Mark Roe can't wait for the Tour Championship, but says the points system must be reviewed.
Loaded points system doesn't encourage best field
The Tour Championship is obviously one of the most exciting and important weeks on the PGA Tour.
This week's finale to the FedEx Cup will see 30 players competing to win a monumental prize of $10million on the wonderful East Lake course. For the PGA Tour players, this prize is second only to the majors and the WGC events.
And while I am enormously excited about the four days of tremendous golf I'll be covering for
Sky Sports, I can't help but feel disappointed by the anomalies of the points allocation in the FedEx Cup play-offs.
The winners of the three play-off events - The Barclays, The Deutsche Bank Championship and The BMW Championship - earned 2,500 FedEx Cup points, which is five times more than you would receive for winning a regular PGA Tour event.
You only earn 550 points for winning a WGC event and just 600 for a major championship. So that means somebody like Charley Hoffman, who had picked up just two top-10 finishes all season, is now in a prime position to win the $10million Tour Championship, simply because he won the Deutsche Bank.
I don't want to take anything away from what was a fine win for Hoffman, but should he really be in the top five in the points list going into the Tour Championship?
As the PGA Tour is keen to point out, anybody in the top five has their destiny in their own hands this week, so a victory for Kuchar would guarantee him the $10million.
Loaded
In my view, the points are far too heavily loaded in favour of these end-of-season tournaments. You can have a very average year and then do well in the play-offs and catapult yourself ahead of the more consistent performers.
Look at Martin Laird. He has had relatively little impact this year after winning at the end of 2009, but finished second in The Barclays, picked up 2,000 points, and is ahead of the Masters champions Phil Mickelson in the points list. That doesn't seem like a fair system of recognition.
Meanwhile, somebody like Rory McIlroy - who produced that wonderful victory at Quail Hollow earlier in the season and finished third at the PGA Championship - doesn't even make the top 30 and won't be playing at East Lake this week. That doesn't make sense either.
Surely the play-off points should be the same as they are for a regular Tour event - and certainly not four times higher than they are for a major?
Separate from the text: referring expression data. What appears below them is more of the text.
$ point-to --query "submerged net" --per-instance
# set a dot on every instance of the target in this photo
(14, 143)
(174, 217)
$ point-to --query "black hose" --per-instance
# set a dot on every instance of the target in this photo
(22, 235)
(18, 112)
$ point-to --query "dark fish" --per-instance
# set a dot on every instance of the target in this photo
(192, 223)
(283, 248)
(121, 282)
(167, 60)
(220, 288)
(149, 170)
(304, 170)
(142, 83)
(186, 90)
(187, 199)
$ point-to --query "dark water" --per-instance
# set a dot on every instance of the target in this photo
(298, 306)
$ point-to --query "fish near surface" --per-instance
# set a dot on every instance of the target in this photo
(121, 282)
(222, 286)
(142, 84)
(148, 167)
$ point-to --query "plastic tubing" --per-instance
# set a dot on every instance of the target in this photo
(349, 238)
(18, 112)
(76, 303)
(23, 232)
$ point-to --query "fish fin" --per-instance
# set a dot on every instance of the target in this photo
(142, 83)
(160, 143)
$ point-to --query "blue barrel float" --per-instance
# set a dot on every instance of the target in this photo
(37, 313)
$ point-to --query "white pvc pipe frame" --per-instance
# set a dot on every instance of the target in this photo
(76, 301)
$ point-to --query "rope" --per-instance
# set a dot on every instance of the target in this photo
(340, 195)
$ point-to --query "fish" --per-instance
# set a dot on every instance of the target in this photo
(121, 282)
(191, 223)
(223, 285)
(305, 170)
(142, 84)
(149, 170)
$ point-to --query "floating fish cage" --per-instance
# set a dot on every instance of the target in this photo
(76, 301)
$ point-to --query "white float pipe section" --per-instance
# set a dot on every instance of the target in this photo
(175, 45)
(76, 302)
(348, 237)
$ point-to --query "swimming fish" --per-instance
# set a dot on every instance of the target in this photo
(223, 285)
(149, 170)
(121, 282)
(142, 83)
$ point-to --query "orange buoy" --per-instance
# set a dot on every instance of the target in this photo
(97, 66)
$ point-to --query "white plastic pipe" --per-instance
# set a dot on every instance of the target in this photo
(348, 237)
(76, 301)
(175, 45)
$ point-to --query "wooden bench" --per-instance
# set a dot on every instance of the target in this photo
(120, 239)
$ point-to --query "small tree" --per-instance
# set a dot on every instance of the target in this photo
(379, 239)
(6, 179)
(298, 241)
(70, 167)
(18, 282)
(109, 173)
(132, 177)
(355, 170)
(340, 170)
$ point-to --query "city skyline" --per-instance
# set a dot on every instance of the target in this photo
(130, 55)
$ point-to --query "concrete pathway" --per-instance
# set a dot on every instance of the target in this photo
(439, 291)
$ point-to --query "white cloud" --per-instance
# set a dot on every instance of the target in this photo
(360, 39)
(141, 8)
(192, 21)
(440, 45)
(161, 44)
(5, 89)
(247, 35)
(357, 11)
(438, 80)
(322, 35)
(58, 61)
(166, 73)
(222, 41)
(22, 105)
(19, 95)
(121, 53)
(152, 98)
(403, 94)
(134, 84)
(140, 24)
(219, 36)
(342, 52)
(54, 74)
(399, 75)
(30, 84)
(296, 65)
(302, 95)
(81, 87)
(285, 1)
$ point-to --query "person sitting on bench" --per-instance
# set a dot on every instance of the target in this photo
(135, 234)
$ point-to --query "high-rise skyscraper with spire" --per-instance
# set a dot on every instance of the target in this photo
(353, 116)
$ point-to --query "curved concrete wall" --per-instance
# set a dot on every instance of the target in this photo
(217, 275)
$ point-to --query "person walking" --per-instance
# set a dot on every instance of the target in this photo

Surely fourth place in a play-off event shouldn't be worth more than winning a regular tour event?
The Tour Championship should feature the best possible field and you should have to play well for the whole season to get into it. In my view, the Tour Championship should be the players that have earned the most money on tour. Europe's Race to Dubai is the epitomy of what a Tour Championship should be... or perhaps I'm just old-fashioned?
Disappointed
Ultimately I'm disappointed that we won't see McIlroy there this week - and I could say the same about Ian Poulter, who couldn't quite sneak his way in at the BMW Championship.
We still have a strong British presence. Paul Casey is fifth in the points list, having run Dustin Johnson close at the BMW Championship, and Justin Rose and Luke Donald are also there.
And while the absentees will be disappointed, I'm sure Colin Montgomerie will be delighted that McIlroy, Poulter and Padraig Harrington will not be playing in America ahead of next week's Ryder Cup.
Nine of the US team are in the field at East Lake - compared to just one European team-member - and will fly over early next week. They will have less time to acclimatise to the time change and will have less time to rest. That could give the European team an extra edge.
So while I'm not convinced by the system, at least there is a plus side for Europe's Ryder Cup hopes.
I don't want to sound too negative here. The Tour Championship will see 30 wonderful players chasing a huge, huge prize and the play-offs have been very exciting events to watch. They are full of plots and sub plots.
No matter how the points system works, you can't help but be excited about an event like this. I look forward to East Lake with interest.